In recent coverage, Glenn Fleishman (in the Seattle Times) said that — since I ended up “adrift with an intrepid crew, a host of dogs and an ample food supply” yet found that “After three years, no land was in sight” — I should be humming the Gilligan’s Island theme. (Okay, but only in one of the punk cover versions!)
In the Chicago Tribune, Mark Coatney said that “Rosenberg clearly knows what he’s talking about and knows how to tell a story.”
Still, my favorite pro-media review to date appeared in the Irish Times (alas, behind a pay wall) — perhaps because, despite the mainstream venue, the author is the estimable geekographer Danny O’Brien, creator of the NTK newsletter, progenitor of the Life Hacks movement and (I think) currently a staffer at the EFF. Here’s a bit of the review:
Books like Rosenberg’s do a great job at allowing us to step away from the keyboard and see our foibles as others might see them. His skill in portrayal lies not just in explaining the tribulations of the software project to the layman, it also lies in explaining them afresh to the seasoned — and therefore oblivious — hacker.
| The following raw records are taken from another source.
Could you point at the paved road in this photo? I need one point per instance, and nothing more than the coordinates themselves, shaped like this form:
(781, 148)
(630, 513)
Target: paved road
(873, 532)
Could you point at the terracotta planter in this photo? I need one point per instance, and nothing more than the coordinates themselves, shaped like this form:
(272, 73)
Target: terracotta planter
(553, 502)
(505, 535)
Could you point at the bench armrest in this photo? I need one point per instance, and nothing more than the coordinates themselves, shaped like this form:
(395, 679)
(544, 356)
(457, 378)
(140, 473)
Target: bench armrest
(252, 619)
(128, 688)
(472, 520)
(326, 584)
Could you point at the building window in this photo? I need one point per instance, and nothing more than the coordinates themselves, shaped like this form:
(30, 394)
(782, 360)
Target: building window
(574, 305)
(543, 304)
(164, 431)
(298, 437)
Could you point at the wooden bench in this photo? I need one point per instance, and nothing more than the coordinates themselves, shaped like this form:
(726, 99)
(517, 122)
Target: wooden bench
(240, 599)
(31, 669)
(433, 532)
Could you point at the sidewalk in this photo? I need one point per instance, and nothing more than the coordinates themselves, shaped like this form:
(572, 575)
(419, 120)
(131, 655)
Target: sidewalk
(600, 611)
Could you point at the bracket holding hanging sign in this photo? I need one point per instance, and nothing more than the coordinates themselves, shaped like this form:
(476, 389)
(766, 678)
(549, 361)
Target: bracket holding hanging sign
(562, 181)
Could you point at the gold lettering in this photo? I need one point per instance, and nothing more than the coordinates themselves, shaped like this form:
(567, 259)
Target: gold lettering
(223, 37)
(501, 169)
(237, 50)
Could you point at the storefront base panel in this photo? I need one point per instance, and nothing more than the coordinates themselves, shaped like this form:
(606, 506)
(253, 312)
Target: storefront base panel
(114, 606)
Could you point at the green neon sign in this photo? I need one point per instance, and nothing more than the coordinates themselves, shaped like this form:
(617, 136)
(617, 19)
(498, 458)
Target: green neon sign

His mastery in picking just the right metaphor to pull an obscure coding controversy into the common world is unparalleled: I’ve never seen the difference between software’s “back-end” and “front-end” portrayed better than in Rosenberg’s analogy between the incomprehensible R2D2 and its fey, deferential interpreter, C3PO.
But even more impressive (at least, to me) is his ability to uncover anecdotes and connections that even the most oversurfing geek would not have heard. Even for me, an obsessive follower of the trivia of tech culture, there were genuine surprises in every chapter…
…It’s perhaps forgivable that such great literature on programming should happen so rarely: the mix of tech skills, explanatory abilities, and sheer determination to trail and document what from the outside looks as exciting as an accountant’s meditation retreat, is rare among writers of Rosenberg’s calibre. But we badly need those books to be written.